A question about encoding 64

Vitor_R · December 17, 2019, 11:48am

Hello people,
I have a question, I want to parser via python 3.8.
The project is very simple, I want to transform the scielo.org xml into the open journal system’s xml.
But I don’t understand how the tag part works

embed mime_type enconding

<'galley locale=“en_US”>
<'label>PDF
<'file>
<‘embed mime_type=“application/pdf” encoding=“base64” filename=“example.pdf”>
<’/‘embed>
<’/‘file>
<’/'galley>

Because from what I understand the ‘giant’ part that stays during the ‘embed’ tag and what carries the pdf?
Could someone better explain this to me?
Because I really need to be able to do this way, it’s almost 7k articles.
Already thank you immensely that took the time to read, and also wanted to learn or have any questions.
I apologize in advance if I can’t detail it correctly.
Ps: Can I make the template for xml from versions 3.1.2 or 2.4.8.

Hugs.

ctgraham · December 17, 2019, 2:41pm

Base64 encoding is a way to represent binary data in ASCII characters.

In python, you will want to base64 encode the raw PDF content, and make that text output the value of the embed element. Note that this will make your XML file(s) very large.

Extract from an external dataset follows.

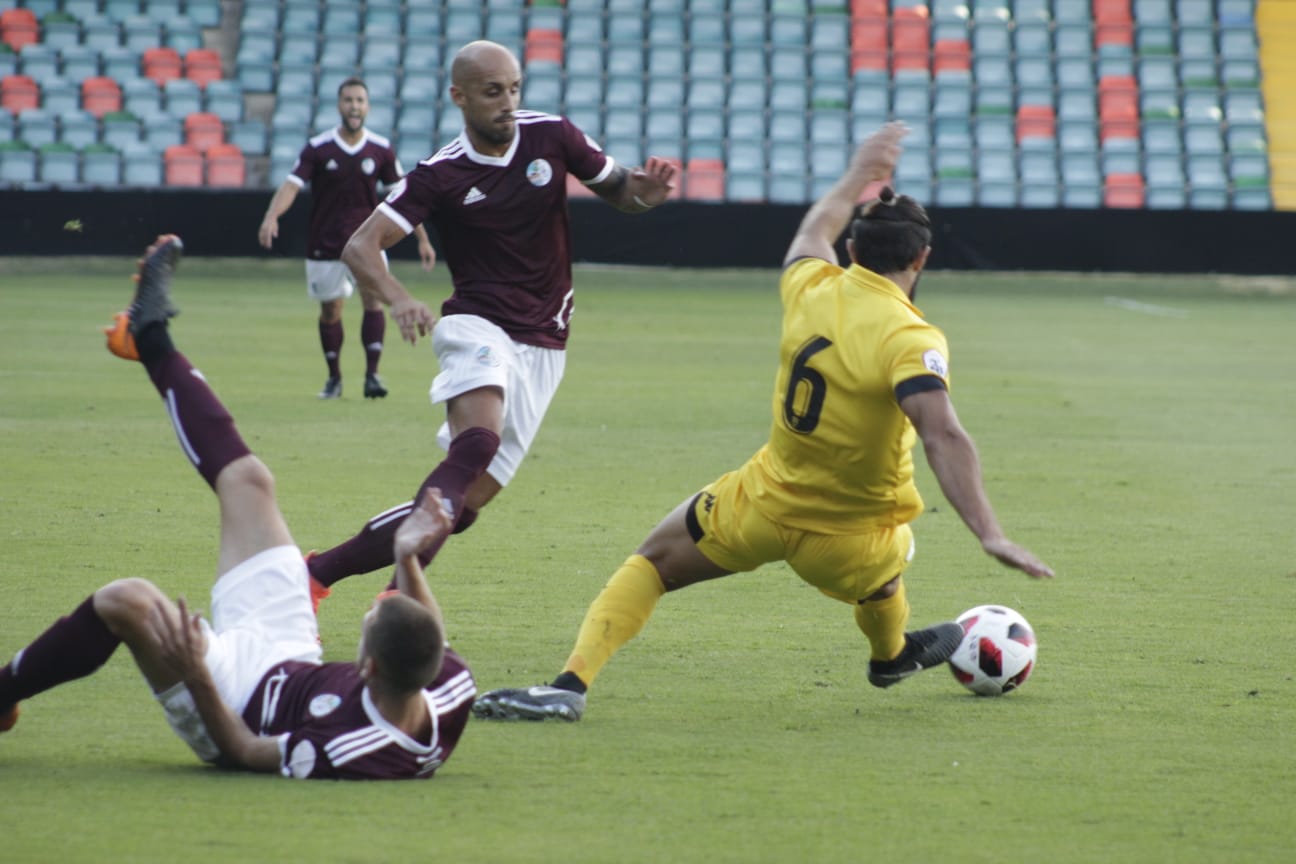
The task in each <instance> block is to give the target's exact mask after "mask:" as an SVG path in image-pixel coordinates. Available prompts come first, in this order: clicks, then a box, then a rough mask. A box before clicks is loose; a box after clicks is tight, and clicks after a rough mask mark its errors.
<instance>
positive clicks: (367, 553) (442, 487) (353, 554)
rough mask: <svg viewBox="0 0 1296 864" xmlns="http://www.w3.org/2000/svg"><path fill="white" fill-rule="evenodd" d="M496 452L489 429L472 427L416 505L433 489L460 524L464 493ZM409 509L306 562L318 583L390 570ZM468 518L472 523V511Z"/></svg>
mask: <svg viewBox="0 0 1296 864" xmlns="http://www.w3.org/2000/svg"><path fill="white" fill-rule="evenodd" d="M496 449H499V435H496V434H495V433H492V431H491V430H489V429H483V427H481V426H473V427H472V429H468V430H465V431H463V433H460V434H459V437H457V438H455V439H454V440H452V442H450V451H448V452H447V453H446V459H445V460H442V462H441V464H439V465H437V468H435V469H434V470H433V472H432V474H429V475H428V479H425V481H424V482H422V486H420V487H419V494H417V495H416V496H415V501H417V500H419V497H420V496H421V495H422V491H424V490H425V488H429V487H432V486H435V487H437V488H439V490H441V496H442V497H443V499H445V500H446V501H450V506H451V508H454V512H455V513H457V514H459V518H460V519H463V518H464V517H465V513H467V512H465V510H464V506H463V504H464V492H465V491H467V490H468V487H469V486H472V483H473V481H476V479H477V478H478V477H481V475H482V473H483V472H485V470H486V466H487V465H490V460H491V459H494V457H495V451H496ZM412 506H413V504H412V503H407V504H402V505H400V506H394V508H391V509H390V510H384V512H382V513H380V514H378V516H376V517H373V518H372V519H369V521H368V522H365V523H364V527H363V529H360V532H359V534H356V535H355V536H354V538H351V539H350V540H346V541H343V543H341V544H338V545H336V547H333V548H332V549H329V551H327V552H321V553H319V554H316V556H312V557H311V561H310V570H311V575H312V576H315V579H316V580H318V582H319V583H320V584H324V585H332V584H333V583H336V582H340V580H342V579H345V578H347V576H354V575H356V574H360V573H372V571H375V570H381V569H382V567H390V566H391V565H393V563H394V562H395V554H394V552H393V548H391V547H393V543H394V540H395V535H397V529H398V527H400V523H402V522H403V521H404V517H407V516H410V510H411V509H412ZM472 513H473V518H476V512H472ZM469 525H470V522H469ZM465 527H467V526H465ZM442 543H443V540H442ZM439 549H441V543H437V544H435V547H434V548H433V549H429V551H426V552H424V553H422V554H421V556H419V558H420V560H422V558H426V560H428V561H432V558H433V557H434V556H435V554H437V552H438V551H439ZM424 566H426V561H424Z"/></svg>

Alternately, instead of embedding the content, the OJS XML allows you to link to a local or remote file. E.g.:

github.com

pkp/ojs/blob/54bec18568f8e842db79c6cd37e9be477e842ee7/plugins/importexport/native/sample.xml#L57


		</revision>
	</submission_file>
	<submission_file xmlns:xsi="http://www.w3.org/2001/XMLSchema-instance"
		stage="proof" id="2" xsi:schemaLocation="http://pkp.sfu.ca native.xsd">
		<revision number="1" genre="Article Text"
		filename="article.html" viewable="true"
		date_uploaded="2014-03-06" date_modified="2014-03-06"
		filetype="text/html"
		uploader="admin">
			<name locale="en_US">name of the HTML file</name>
			<href src="http://URLTo/article.html"></href>
		</revision>
	</submission_file>
	<artwork_file xmlns:xsi="http://www.w3.org/2001/XMLSchema-instance"
		stage="dependent" id="3" xsi:schemaLocation="http://pkp.sfu.ca native.xsd">
		<revision number="1" genre="Image"
			filename="images.png" viewable="false"
			date_uploaded="2014-03-06" date_modified="2014-03-06"
			filetype="image/png"
			uploader="admin">
			<name locale="en_US">image name</name>

In the href element, OJS will try to open the path provided to find the article content, rather than reading the content from a base64 string.

This facility is available in 2.x. and 3.x, though other parts of the schema are different for each.